Fanon, Frantz Omar

Fanon, Frantz Omar fräNts ômärˈ fänôNˈ [key], 1925–61, French West Indian psychiatrist, author, revolutionary, and leader of the Algerian National Front, b. Martinique. Educated in France, he went to Algeria (1953) to practice psychiatry. Sympathetic to the Algerian revolution from its inception (1954), Fanon resigned his medical post (1956) to become editor of the Algerian National Front's newspaper. His first book, Black Skin, White Masks (1952, tr. 1967), is a psychoanalytic study of black life and the internalization of racism in a white-dominated world. Considered one of the first books to study the psychology of colonialism, it is an indictment of racism, imperialism, and nationalism. In The Wretched of the Earth (1961, tr. 1963), published just before his death and considered by some to be his most important work, Fanon employed a fiery rhetoric to call for a violent revolution led by the peasants of the Third World, rather than by the proletariat, leading to socialism. The book focuses on international violence and national consciousness, while providing a psychoanalytic investigation into mental disorders associated with colonialism. According to Fanon, a new type of humanity, modern yet proud of its nonwhite heritage and undergirded with an ethic of radical empathy, would emerge from revolutionary, anticolonial struggle. In 2018, an edited collection of unpublished works—comprising approximately half of Fanon's entire output—was published, titled Alienation and Freedom.
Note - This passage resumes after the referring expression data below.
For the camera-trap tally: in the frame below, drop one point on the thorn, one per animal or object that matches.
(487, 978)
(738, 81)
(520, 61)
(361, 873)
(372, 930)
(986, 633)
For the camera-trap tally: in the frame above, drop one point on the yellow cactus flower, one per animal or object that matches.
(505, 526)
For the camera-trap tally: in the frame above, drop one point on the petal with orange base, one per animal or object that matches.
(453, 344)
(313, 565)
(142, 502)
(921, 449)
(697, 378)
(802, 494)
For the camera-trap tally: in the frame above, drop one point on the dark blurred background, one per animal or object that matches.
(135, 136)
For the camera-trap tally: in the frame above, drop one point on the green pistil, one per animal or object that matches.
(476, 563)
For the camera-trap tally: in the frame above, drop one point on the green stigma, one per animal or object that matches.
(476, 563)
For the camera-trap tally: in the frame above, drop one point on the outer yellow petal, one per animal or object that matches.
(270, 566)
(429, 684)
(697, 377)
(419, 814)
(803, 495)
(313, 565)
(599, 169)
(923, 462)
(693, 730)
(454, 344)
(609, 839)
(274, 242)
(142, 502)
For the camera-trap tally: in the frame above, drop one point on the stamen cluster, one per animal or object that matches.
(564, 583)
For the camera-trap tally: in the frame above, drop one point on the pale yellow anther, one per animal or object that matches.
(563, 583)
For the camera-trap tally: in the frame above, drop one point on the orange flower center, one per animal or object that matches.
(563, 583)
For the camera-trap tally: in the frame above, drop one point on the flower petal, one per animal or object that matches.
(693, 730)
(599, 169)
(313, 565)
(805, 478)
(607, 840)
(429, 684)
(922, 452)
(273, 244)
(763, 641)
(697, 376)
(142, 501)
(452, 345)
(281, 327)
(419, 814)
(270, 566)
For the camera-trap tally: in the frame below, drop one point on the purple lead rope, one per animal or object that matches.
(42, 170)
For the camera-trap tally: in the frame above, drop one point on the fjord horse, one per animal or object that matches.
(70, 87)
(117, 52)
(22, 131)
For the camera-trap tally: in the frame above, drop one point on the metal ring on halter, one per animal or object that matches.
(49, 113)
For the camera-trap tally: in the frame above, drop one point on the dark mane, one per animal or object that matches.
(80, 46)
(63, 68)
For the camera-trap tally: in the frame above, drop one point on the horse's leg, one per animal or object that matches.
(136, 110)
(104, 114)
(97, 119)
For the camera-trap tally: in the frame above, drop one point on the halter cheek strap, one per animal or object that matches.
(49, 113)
See biographies by D. Caute (1970), I. L. Gendzier (1973), D. Macey (2001), and C. J. Lee (2015); studies by J. McCulloch (1983), R. C. Onwuanibe (1983), A. Alessandrini (1999), N. C. Gibson (2003), L. R. Gordon (2015), J. A. Gordon (2015), D. Marriott (2018), and G. Arnall (2020). See also J. D. Le Sueur, Uncivil War: Intellectuals and Identity Politics during the Decolonization of Algeria (2001), T. Shepard, The Invention of Decolonization: The Algerian War and the Remaking of France (2006), and C. Robcis, Disalienation: Politics, Philosophy, and Radical Psychiatry in Postwar France (2021).